Project Zircon is well under way and the consortium plans to start production within the next four years. The car will be more expensive than a £250,000 Rolls-Royce and would be the consummate luxury model, full of wood and leather and entirely made and funded in Britain.
It is likely to be built on a site between Cardiff and Swansea and will bring 700 jobs to the South Wales region. Consortium members are thought to have contacted the Welsh Development Agency to discuss financial aid. Professor Garel Rhys, head of automotive studies at Cardiff Business School and one of the world’s foremost motor industry experts, has carried out early feasibility studies.
Models costing more than the price of a three-bedroom house are rolled out every month by carmakers. Such demand for cars in the motoring stratosphere has encouraged Project Zircon, and Prof. Rhys believes that it can tap into a niche for a purely British car, powered by a British-made engine and with no backing from a foreign multinational. Although Bentley and Rolls-Royce are still made in Britain, they are owned by German companies: Bentley by Volkswagen and Rolls-Royce by BMW.

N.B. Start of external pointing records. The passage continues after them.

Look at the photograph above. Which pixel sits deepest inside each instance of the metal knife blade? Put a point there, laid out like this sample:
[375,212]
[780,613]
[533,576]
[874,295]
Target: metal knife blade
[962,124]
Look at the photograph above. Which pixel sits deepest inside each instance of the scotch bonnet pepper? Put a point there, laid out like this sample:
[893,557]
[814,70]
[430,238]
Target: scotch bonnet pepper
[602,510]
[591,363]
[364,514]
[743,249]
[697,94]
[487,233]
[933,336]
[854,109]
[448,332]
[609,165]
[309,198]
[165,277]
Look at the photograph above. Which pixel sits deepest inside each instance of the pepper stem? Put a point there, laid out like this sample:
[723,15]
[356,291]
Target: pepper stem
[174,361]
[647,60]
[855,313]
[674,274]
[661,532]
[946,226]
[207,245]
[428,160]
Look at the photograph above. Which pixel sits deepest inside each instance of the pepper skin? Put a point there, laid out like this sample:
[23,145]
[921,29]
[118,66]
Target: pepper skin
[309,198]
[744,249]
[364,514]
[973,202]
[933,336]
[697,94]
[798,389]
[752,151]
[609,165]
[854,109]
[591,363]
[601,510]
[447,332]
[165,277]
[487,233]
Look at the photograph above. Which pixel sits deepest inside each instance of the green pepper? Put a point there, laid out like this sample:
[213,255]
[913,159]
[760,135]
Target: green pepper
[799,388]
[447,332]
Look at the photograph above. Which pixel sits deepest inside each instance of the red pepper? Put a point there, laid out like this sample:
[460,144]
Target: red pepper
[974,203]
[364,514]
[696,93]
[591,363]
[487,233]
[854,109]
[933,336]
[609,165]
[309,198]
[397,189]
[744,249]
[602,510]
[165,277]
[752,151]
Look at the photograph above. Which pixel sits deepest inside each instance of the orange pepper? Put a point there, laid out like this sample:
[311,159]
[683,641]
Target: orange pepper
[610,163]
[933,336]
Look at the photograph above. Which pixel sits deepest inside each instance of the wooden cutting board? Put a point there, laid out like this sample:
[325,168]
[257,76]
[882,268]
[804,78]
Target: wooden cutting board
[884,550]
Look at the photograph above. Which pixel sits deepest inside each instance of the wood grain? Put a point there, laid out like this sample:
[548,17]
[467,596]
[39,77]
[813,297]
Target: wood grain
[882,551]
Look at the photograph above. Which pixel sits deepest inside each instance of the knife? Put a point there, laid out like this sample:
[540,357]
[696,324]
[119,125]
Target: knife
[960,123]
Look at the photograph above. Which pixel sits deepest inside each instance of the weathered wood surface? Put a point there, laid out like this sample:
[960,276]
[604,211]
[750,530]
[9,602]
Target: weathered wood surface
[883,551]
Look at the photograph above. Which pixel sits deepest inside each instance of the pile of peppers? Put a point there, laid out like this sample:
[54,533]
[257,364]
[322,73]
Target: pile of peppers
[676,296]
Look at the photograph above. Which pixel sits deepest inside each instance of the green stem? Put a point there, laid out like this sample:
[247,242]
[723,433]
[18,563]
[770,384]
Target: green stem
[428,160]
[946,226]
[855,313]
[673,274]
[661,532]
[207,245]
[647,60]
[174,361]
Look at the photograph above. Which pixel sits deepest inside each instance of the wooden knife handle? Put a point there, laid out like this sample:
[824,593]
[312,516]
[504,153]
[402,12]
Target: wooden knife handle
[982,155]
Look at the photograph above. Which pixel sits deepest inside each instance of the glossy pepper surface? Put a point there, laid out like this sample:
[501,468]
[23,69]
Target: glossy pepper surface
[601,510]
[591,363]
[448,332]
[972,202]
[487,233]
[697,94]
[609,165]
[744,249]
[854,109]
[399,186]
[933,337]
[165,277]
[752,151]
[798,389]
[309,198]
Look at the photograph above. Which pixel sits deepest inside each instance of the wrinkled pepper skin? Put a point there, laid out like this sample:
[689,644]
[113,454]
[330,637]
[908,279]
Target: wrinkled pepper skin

Professor Rhys told The Times: "Project Zircon is a well-funded project and stands a very good chance. The idea is to have a car that distils the old characters of Rolls-Royce and Bentley which have been lost, so it will be a direct descendant of the models that made those names famous. It will be the most expensive car on sale and, in the beginning, the design and personality of the car will have to define its image, but it is a very exciting idea for Wales and the British car industry."
How quickly Project Zircon will have a car ready to join the stable of expensive British thoroughbreds already on the market remains to be seen. The Germans and Italians make supercars but it appears that the cachet of a British badge has not tarnished, even after years of crisis and the handover of Britain’s mass producers to multinationals making world cars designed in studios in Stuttgart and Tokyo.
Prof. Rhys says that makers on the Continent and in the US lost their ability to make super-luxury cars as far back as the 1930s. "The umbilical to the great cars of the past was never broken here But we have never lost our skills and abilities in making true luxury and performance cars, and companies outside Britain have recognised that. That is why Volkswagen and BMW went to Bentley and Rolls-Royce to find their highest-level models and why luxury and performance cars remain a true British strength."